Se sabe que la ventaja del puntero está disminuyendo pero es imposible saber la velocidad con la que se cierra la brecha, toda vez que las encuestas arrojan resultados disímbolos. Lo que si sabemos es que a tres semanas de la elección el debate de este domingo constituye la última oportunidad para asestar un golpe definitivo: sea por parte de Peña Nieto para consolidar su ventaja de una vez por todas, sea a favor de sus contrincantes para hacerle trastabillar de manera significativa.
El primer debate equivalió a los dos o tres primeros rounds de una pelea de box: más fintas y amagos que confrontación real. El segundo debate se parecerá mucho más a los dos últimos rounds de una pelea en la que el contrincante que se sabe abajo piensa que todavía tiene oportunidad de ganar, a condición de echar su resto.
La de esta noche será una confrontación entre fajadores. López Obrador y Josefina Vázquez Mota intentarán meterse a la confrontación cuerpo a cuerpo, al intercambio de golpes en busca de un nocaut o una caída espectacular que les permita sumar los puntos que les separan del líder.
Por lo que respecta a Andrés Manuel hay pocas dudas de su estrategia. Intentará consolidar sus propuestas en busca del voto moderado, pero querrá a toda costa despertar las fibras antipriistas del público; para ello tendrá que acorralar a Peña Nieto una y otra vez, pero en el intento podría descuidar su defensa; esto es, mostrarse como rijoso, peleonero, amargado. En suma, una estrategia de alto riesgo, pero no tiene alternativa.
No está clara cuál podría ser la estrategia de Vázquez Mota. Parte de su equipo preferiría golpear a López Obrador en un intento desesperado por recuperar al menos el segundo puesto. Otros querrían mantener la estrategia original de cuestionar a Peña Nieto y denunciar los riesgos de un regreso priista al poder. En los últimos días ambos mensajes han estado presentes en la campaña panista. El riesgo de Josefina es que debilite su capacidad ofensiva al dirigirla a dos blancos distintos. Lo más probable es que termine concentrándose sobre uno de ellos, con alusiones laterales en contra del otro. La pregunta es ¿cuál de los, López Obrador o Peña Nieto, será el blanco principal?
Si Josefina opta por concentrar su ataque en López Obrador sabremos, en definitiva, que el PAN (Los Pinos) ya claudicó a su aspiración presidencial y deja el camino abierto a Peña Nieto. Lo sabremos esta noche.
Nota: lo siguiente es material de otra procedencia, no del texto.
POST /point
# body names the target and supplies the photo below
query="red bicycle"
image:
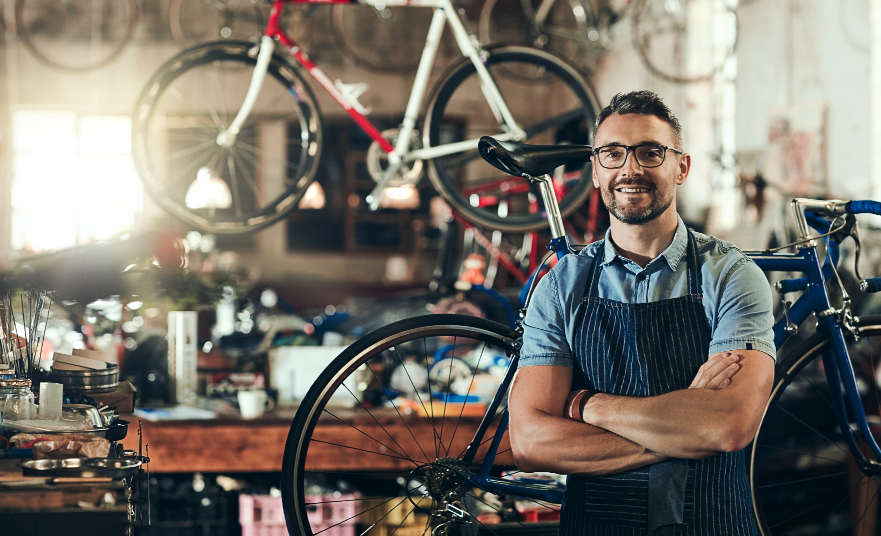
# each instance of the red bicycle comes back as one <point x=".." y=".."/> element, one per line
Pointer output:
<point x="238" y="124"/>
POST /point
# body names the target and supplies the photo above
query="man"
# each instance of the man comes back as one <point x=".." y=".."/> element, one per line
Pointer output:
<point x="648" y="358"/>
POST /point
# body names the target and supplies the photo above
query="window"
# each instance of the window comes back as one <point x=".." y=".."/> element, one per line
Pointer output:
<point x="73" y="181"/>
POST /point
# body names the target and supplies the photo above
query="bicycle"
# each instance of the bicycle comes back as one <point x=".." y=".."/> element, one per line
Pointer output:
<point x="424" y="467"/>
<point x="239" y="124"/>
<point x="75" y="35"/>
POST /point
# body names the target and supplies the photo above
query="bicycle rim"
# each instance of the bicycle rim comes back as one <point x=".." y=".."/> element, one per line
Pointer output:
<point x="75" y="35"/>
<point x="561" y="110"/>
<point x="565" y="29"/>
<point x="362" y="460"/>
<point x="240" y="188"/>
<point x="194" y="21"/>
<point x="665" y="34"/>
<point x="803" y="476"/>
<point x="372" y="38"/>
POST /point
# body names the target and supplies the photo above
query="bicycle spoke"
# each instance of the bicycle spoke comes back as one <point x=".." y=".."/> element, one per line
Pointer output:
<point x="812" y="507"/>
<point x="356" y="515"/>
<point x="868" y="503"/>
<point x="767" y="446"/>
<point x="447" y="396"/>
<point x="415" y="390"/>
<point x="193" y="149"/>
<point x="362" y="450"/>
<point x="362" y="432"/>
<point x="249" y="179"/>
<point x="841" y="418"/>
<point x="385" y="390"/>
<point x="430" y="395"/>
<point x="811" y="428"/>
<point x="403" y="450"/>
<point x="461" y="411"/>
<point x="830" y="475"/>
<point x="230" y="164"/>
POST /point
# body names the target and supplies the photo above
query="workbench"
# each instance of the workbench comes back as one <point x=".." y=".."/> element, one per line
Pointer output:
<point x="230" y="444"/>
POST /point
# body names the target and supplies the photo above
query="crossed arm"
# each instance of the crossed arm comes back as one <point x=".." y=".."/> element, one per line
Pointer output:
<point x="720" y="412"/>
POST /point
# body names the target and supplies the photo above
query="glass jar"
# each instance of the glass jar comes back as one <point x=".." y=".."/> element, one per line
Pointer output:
<point x="17" y="400"/>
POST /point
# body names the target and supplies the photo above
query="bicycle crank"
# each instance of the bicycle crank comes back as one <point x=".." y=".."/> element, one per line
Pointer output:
<point x="407" y="174"/>
<point x="444" y="483"/>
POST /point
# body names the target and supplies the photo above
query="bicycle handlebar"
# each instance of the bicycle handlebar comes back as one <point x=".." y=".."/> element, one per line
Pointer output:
<point x="806" y="213"/>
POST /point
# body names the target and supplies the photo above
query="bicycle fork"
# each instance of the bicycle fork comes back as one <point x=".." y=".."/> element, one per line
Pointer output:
<point x="227" y="137"/>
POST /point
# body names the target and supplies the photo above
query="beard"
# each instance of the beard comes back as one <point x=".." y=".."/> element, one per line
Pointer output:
<point x="658" y="205"/>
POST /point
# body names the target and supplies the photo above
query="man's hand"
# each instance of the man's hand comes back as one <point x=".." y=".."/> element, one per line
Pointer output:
<point x="717" y="372"/>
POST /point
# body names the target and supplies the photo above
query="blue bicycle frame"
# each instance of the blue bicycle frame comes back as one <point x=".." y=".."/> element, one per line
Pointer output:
<point x="815" y="299"/>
Por su parte, el abanderado priista tiene dos opciones. Los cánones sugieren que el líder dedique los últimos dos rounds a hacer box de sombra, evitar el cuerpo a cuerpo, rebotar contra las cuerdas y esperar el campanazo final. Pero una parte del PRI siente que debe aprovechar la tribuna del debate para neutralizar la bola de nieve que se ha formado en las últimas semanas. Esto obligaría al candidato a un par de intercambios de golpes para consolidar su liderazgo. Una estrategia arriesgada pero que podría dar resultado.
Por su lado, Quadri será un protagonista mucho menos relevante en esta ocasión. En todo caso será la toalla que se arroje sobre Peña Nieto para dar un descanso al priista luego de un intercambio fogoso. Tarde o temprano será etiquetado como un títere de Gordillo, cosa que nadie se tomó la molestia de señalar en el primer debate.
Lo que veremos esta noche no es cosa menor. Será transmitido en los canales principales y las redes sociales reproducirán cada golpe hasta la saciedad. Los errores y aciertos de los contendientes serán magnificados en los próximos días. En efecto puede ser la batalla que decida si dentro de tres semanas tendremos elecciones competidas o un mero ritual de coronación. Veremos.